Weather is the ruler of life and activity in the Everest region. On April 18, weather caused catastrophe on Everest. An avalanche on the Khumbu Icefields killed 16 sherpas, the worst disaster ever on Everest. More than 4,000 climbers have summited Everest since Sir Edmund Hillary
and Tenzing Norgay
first did in 1953. The ripples of this year’s horrific event will affect thousands of sherpas, porters and more who were to make the majority of their earnings for the year during the short climbing season. All expeditions to summit Everest were cancelled for this season.
There are many treks in the Everest area besides actually trying to summit Everest. Just getting to Everest Base Camp at 17,600 feet is an arduous 8-12 day bucket list adventure for many. Ours was not nearly so ambitious; we would spend just 5 days in the region, hiking up to the famed Namche Bazar
at 11,320 feet and a few other villages up to 12,500 feet.
Fog and clouds delayed our departure from Kathmandu to Lukla. Though we had an appointment for later in the week at the US Embassy (oops, used up all our passport pages), we decided to go wait in line while we hoped for the weather to clear. We weren’t allowed to take a picture of the US Embassy, even from across the street. The inside looked like any DMV in Dallas (with a switch of nationality of the waiting patrons). Of course, by the time we emerged with fat enhanced passports in hand, our nervous guide, Lhakpa, said the last flight had taken off for Lukla. Hurrying the driver toward the airport, he assured us he still thought we could get there. Huh?
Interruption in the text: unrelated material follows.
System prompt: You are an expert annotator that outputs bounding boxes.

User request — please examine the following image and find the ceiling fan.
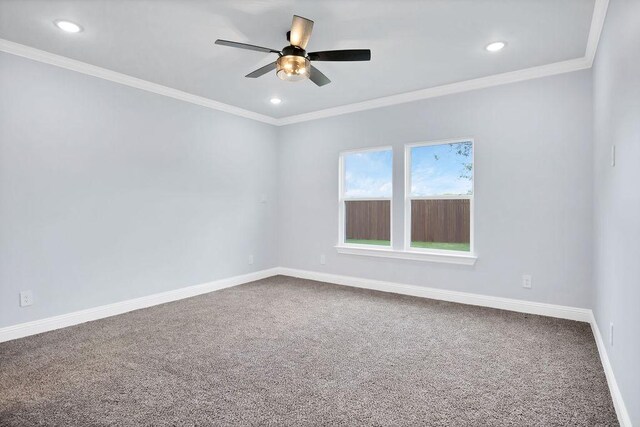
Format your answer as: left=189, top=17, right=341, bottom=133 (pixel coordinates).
left=216, top=15, right=371, bottom=86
Turns out, Yeti Airlines, Tara Airlines, Thamserku (our trekking company) and the Yeti Mountain Homes (Lodges) we were booked in are all owned by the same company. All smiles and high-fives, his associates were waiting to rush us through security at the airport. Lhakpa led us out to the Tara Air ‘cargo’ plane that would carry us to Lukla. This was actually a 14-seat passenger plane, but for this trip, it had 12 seats full of beer and rice… and us. Funny.
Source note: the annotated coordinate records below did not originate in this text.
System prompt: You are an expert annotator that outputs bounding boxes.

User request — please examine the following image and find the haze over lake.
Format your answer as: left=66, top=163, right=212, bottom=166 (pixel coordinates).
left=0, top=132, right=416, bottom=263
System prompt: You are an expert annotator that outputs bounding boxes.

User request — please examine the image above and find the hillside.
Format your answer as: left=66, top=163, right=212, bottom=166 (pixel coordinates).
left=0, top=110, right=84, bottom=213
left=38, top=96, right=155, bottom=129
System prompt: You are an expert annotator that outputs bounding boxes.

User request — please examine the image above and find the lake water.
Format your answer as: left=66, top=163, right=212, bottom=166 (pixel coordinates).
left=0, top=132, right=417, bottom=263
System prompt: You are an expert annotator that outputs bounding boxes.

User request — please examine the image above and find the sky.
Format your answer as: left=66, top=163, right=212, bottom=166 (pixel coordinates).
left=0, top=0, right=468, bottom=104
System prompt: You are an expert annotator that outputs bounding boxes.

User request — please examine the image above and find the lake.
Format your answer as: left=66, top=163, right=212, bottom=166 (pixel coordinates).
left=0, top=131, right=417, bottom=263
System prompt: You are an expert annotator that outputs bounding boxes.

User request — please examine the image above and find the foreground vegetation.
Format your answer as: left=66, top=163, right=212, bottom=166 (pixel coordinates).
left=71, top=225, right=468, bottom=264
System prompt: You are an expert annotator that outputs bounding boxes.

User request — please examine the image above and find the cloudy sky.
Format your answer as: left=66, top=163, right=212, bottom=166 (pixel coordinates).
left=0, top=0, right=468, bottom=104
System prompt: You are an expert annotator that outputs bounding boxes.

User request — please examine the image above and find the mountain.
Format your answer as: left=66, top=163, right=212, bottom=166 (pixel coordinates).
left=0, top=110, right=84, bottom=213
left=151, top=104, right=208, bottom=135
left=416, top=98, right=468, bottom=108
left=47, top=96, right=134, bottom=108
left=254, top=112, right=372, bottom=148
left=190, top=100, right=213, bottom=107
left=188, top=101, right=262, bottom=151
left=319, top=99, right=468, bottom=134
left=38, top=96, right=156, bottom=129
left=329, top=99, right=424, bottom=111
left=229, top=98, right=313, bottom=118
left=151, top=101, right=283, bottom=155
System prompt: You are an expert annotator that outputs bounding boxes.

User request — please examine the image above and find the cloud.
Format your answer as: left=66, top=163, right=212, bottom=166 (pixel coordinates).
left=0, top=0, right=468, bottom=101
The real adventure though started as we neared Lukla, as thrilling a plane ride as we’ve ever had. We passed so close to mountains we felt we could touch them, and landed on a 1500 foot uphill landing strip hewn out of the rock mountainside at 9,400 feet. Welcome to Tenzing-Hillary Airport.
Since we’ve now landed and taken off successfully, I’ll share these videos
. And our video of the downhill takeoffs
The hiking and the terrain in the Mt. Everest region was much different than the Annapurna area. The rugged cliffs, giant fir trees, milky blue glacial rivers and looming peaks all around were much more reminiscent of the Canadian Rockies (except the looming peaks here were 20,000-28,000 feet high).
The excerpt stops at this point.